Hundreds protest in Baghdad after deadly attack on tourist resort

BAGHDAD (Reuters): Hundreds of people protested in Baghdad on Thursday after an attack in northern Iraq killed nine people including a newly wed husband and a 1-year-old, a strike that Iraq blamed on Turkish forces but which Ankara denied carrying out.

The incident took place on Wednesday at a summer resort near the northern Iraqi town of Zakho close to the border with Turkey, in a region where Turkish forces have waged a campaign against Kurdistan Workers Party (PKK) militants.

Iraq accused Turkey of responsibility for the deaths, but has not provided evidence. Ankara said it had not carried out any attacks aimed at civilians in the area and said it was ready to hold talks with Iraq to uncover the facts.

“All signals indicate that Turkey is responsible for the assault and its denial is a ‘dark joke,’” the Iraqi Foreign Ministry said in a statement.

“There is a possibility that Iraq will resort to the economic card,” the ministry said, without further explanation.

In Baghdad, around 500 people gathered near a building belonging to the Turkish Embassy and scuffles briefly broke out between police and protesters.

“We demand a real reaction from the Iraqi government,” protester Haider al-Tamimi said, accusing politicians in federal Iraq and the autonomous Kurdish-led region where the attack took place of a weak response to the bloodshed.

Iraq has summoned Ankara’s ambassador to Baghdad over the attack and its state agency said the government will recall its charge d’affaires in Ankara.

The bodies of the victims were flown to Baghdad on Thursday, with ceremonies marking their transfer to the capital attended by senior Iraqi government officials including Prime Minister Mustafa al-Kadhimi.

Kadhimi’s office described the victims as “martyrs from the brutal Turkish attack which targeted civilians”.

Turkey’s foreign minister, Mevlut Cavusoglu, said on Thursday that Turkish military operations in Iraq have always been against the PKK, which is designated a terrorist organisation by the United States and the European Union. He said the attack was carried out by what he called terrorists.


One victim of the attack was 24-year-old Baghdad resident Abbas Alaa, who was studying to become a civil engineer..

“He was married for five days. He went for his honeymoon,” Alaa’s cousin Mohammed Kadhim told Reuters, as he joined relatives for the funeral. Alaa’s wife suffered minor injuries, he said.

Others caught up in the violence were enjoying a break in the mountains from the oppressive summer heat.

“The children were playing in the water. … After half an hour, they hit us. And after a minute.
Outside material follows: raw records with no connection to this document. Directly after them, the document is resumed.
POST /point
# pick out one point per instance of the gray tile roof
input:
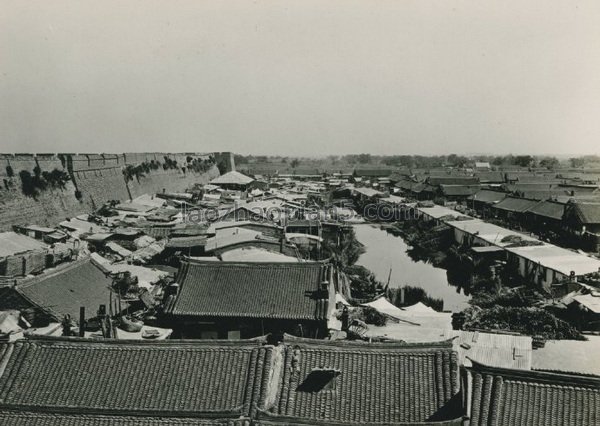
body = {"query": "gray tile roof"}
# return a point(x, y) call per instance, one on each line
point(251, 290)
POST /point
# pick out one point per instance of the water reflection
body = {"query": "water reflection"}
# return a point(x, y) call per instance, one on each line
point(385, 251)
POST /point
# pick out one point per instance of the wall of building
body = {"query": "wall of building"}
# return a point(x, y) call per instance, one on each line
point(95, 179)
We did not know where to go any more,” said Kifah Ali Najem, who said he lost his sister and niece.

“Our family scattered, the women were dispersed, the men were dispersed,” he said. “We are upset, we want our bodies.”

Turkey regularly carries out air strikes in northern Iraq and has sent commandos to support its offensives as part of a long-running campaign against militants of the Kurdish PKK, which took up arms against the Turkish state in 1984.

More than 40,000 people have been killed in the conflict, which in the past was mainly focused in southeast Turkey, where the PKK sought to create an ethnic homeland.

“The whole world knows we would never carry out an attack on civilians,” Turkey’s Cavusoglu said.